Caleb reached once more for her cold hands. “And you haven’t heard from him?
“No.”
“You do realize, don’t you, Irene, if you haven’t heard from him, it’s more indicative he’s MIA than a prisoner. And if he’s MIA and hasn’t turned up by now, he’s probably dead.” He deliberately said dead because, if he was the first to bring the likelihood home to her, he wanted to get her reaction out of the way.
“MIA?” she questioned.
He’d forgotten. The language early in the old century didn’t include acronyms for such commonly used phrases.
“Missing in action,” he clarified.
“Oh.” Her head drooped on her frail stem of a neck, until she looked up and her eyes were level with his. “I think he is dead,” she said.
CHAPTER 16
I walked from my place, since I didn’t want to leave Dad or Scott with the need to retrieve my derelict Mustang from the Bethany Home parking lot. Just in case, I thought. Just in case I never make it home.

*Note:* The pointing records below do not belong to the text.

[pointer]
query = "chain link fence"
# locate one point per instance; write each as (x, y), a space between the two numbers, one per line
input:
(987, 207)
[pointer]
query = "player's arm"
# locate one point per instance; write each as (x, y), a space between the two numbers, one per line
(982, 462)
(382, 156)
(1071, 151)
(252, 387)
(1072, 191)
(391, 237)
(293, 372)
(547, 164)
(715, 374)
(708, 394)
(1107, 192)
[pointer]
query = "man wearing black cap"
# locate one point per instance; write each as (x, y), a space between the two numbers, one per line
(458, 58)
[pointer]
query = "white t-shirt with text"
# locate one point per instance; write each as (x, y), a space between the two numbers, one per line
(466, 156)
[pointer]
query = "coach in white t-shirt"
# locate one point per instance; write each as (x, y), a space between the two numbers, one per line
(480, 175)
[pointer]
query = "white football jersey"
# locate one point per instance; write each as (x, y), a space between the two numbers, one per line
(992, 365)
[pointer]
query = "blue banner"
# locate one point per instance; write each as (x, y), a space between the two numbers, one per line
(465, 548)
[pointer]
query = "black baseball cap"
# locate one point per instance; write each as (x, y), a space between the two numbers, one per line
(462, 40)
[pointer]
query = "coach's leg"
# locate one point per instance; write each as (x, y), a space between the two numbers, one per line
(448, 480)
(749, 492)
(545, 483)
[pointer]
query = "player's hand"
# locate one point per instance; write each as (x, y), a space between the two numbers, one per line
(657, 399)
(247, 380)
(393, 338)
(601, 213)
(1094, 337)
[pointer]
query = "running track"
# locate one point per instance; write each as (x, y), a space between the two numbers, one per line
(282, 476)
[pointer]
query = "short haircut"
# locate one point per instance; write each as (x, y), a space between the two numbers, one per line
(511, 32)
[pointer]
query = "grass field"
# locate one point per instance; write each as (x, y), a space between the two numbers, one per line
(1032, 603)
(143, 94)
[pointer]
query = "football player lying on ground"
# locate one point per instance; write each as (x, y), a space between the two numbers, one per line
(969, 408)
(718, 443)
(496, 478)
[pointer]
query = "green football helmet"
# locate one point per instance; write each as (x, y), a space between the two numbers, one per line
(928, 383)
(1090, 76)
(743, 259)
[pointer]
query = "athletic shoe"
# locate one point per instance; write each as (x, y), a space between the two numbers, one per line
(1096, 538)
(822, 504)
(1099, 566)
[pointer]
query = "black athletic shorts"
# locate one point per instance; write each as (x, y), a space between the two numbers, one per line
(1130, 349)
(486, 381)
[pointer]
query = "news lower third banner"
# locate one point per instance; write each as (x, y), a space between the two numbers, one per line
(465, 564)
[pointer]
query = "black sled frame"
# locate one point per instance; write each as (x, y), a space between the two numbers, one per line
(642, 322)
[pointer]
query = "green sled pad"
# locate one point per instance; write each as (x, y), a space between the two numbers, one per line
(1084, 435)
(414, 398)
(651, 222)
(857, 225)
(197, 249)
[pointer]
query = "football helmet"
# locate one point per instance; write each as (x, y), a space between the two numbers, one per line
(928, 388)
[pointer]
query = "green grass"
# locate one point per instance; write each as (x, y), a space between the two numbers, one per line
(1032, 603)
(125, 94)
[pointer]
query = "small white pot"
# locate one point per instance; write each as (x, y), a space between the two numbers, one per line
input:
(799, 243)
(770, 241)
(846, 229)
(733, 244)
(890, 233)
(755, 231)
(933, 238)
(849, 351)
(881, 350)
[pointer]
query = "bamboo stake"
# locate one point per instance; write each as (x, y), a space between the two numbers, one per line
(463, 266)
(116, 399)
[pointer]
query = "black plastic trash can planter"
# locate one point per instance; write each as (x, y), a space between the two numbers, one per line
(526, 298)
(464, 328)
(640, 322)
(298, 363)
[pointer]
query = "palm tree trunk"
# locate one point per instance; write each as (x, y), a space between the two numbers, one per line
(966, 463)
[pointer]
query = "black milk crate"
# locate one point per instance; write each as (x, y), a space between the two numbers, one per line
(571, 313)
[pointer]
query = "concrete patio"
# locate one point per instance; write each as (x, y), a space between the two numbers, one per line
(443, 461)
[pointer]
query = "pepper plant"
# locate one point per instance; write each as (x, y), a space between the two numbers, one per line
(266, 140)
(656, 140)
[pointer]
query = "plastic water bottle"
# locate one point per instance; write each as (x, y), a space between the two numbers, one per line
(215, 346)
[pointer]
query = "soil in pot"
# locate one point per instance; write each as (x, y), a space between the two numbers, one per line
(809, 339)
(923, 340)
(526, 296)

On the bridge, where the swollen Spokane River thundered beneath my feet, I paused for a moment, looking down. From this viewpoint, I could see a kid or two poking around the riverbank and at the edg
e of the water. What is there about running water that so fascinates kids, especially boys, in their adventuresome stage?
I couldn’t repress the thoughts running through my mind. If Jase and Austin had missed seeing the old man’s predicament with the Colt; if they’d missed rescuing the gun from the water; if they hadn’t brought it to me, Caleb would be where he belonged, safe and sound. I wouldn’t be thinking about this wickedly dangerous rescue attempt I was prepared to carry out.
I trudged on up the hill, past residences where kids played noisy games out of doors on this fine evening. Would I ever see such sights again? Eventually, dragging steps or no, I arrived at the home with no place to go other than inside.
Dinner must have been served recently, and was perhaps still in progress, for an odor of cooking—stew, or so my nose told me— permeated the halls. As usual, there wasn’t a soul in sight. I had yet to enter this place and see anyone I thought to be a caregiver.
Fine. If August were downstairs eating his dinner, I’d wait for him in his room. He couldn’t lock me out. I’d read somewhere that people who live in places like this are not allowed locks on their doors, their privacy being minimal in the extreme. The situation made me uncomfortable. I’d rather have had the old man in my own domain, without the worry of someone walking in at an inopportune moment.
As it turned out, August was not downstairs at dinner.
“Come in, sis,” he said, in answer to my tentative rap. I could barely make out his voice through the door.
I went in and looked around. “How did you know it was me?”
To my surprise, he was lying on his bed with his legs crossed at the ankles and his arms folded on his chest. He was still enough to remind me of one of the effigies you’re apt to see in a medieval cathedral, carved atop a stone coffin. His eyes blinked once or twice.
“Heard you, for all you’re light on your feet, Boothenay Irons, and walk as free as a child. Different from anyone else stuck in this place.” His head turned toward me as he spoke, his voice querulous and thin. “Come in and shut the door.”